Atlas based machine learning (ML) for radiation treatment planning effectively creates new treatment plans by selecting the most anatomically similar patients (i.e., atlases) from a training database and mapping their dose distributions to a novel patient’s unique anatomy. We investigated whether an atlas-based ML model, trained only on computed tomography (CT) imaging, could generate clinically applicable treatment plans in the MR guided setting by directly predicting dose on MR imaging without model retraining.

Material and Methods

We included contoured CT and 3D T2 MR imaging from prostate cancer patients (n=55) treated on a 1.5T MR-linac.
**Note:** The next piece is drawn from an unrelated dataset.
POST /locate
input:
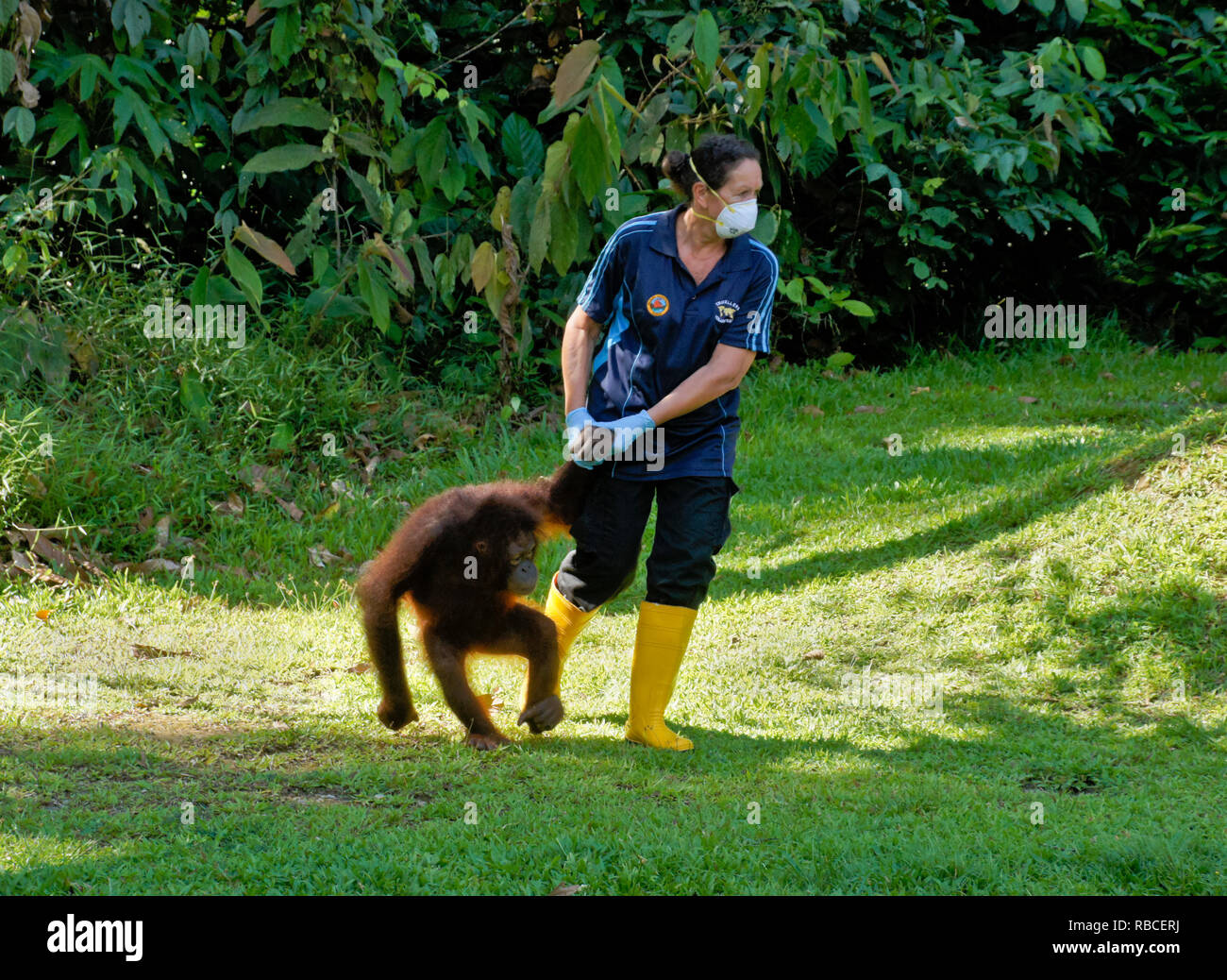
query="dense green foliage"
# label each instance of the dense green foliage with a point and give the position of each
(921, 161)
For each patient, we generated moderately hypofractionated (60 Gy in 20 fractions) VMAT treatment plans on both images using an atlas-based ML treatment planning model, trained on CT imaging only. Statistically significant differences between dose distributions of MR- and CT-based treatment plans were identified using DVH metrics, as per institutional evaluation criteria, and Wilcoxon Signed Rank tests (α = 0.05). To determine if these dosimetric differences were due to anatomical differences between images, they were compared to differences in relative PTV overlap of the rectum and bladder walls between images, calculated as the volume of OAR-PTV intersection divided by the OAR volume. To determine if changing the input image influenced model predictions (i.e., by selecting dosimetrically differing atlases in anatomically similar cases), differences in overlap and DVH metrics between patients and their selected atlases were compared for each image type.

Results

Statistically significant changes in dose-volume metrics between MR- and CT-based plans were identified for PTV D99, bladder wall D30 and D50, and rectum wall D50 (Figure 1). Differences in the amount of PTV overlap between the MR and CT images moderately correlated (r > 0.7, p < 0.001) with differences in dose-volume metrics (Figure 2a). Differences in overlap between a patient and their selected atlases correlated (r > 0.7, p < 0.001) with the dose difference between them (Figure 2b), and this relationship was consistent between CT- and MR- based plans



Figure 1: Distribution of dose-volume metrics for MR- and CT-based treatment plans. Dotted lines indicate institutional evaluation criteria. Asterisks indicate statistically significant changes in dose.


Figure 2: The relationship between dosimetric and PTV overlap differences for a) MR- and CT- based ML plans, and b) each treatment plan and its respective selected atlases.

Conclusion

The dosimetric differences observed between MR- and CT-based treatment plans are attributable to anatomical differences between the images, rather than altered ML behaviour resulting from changing the input imaging modality to MR. Therefore, we have demonstrated that an atlas-based ML model, previously trained on CT imaging only, can be safely repurposed for use in the MR guided setting.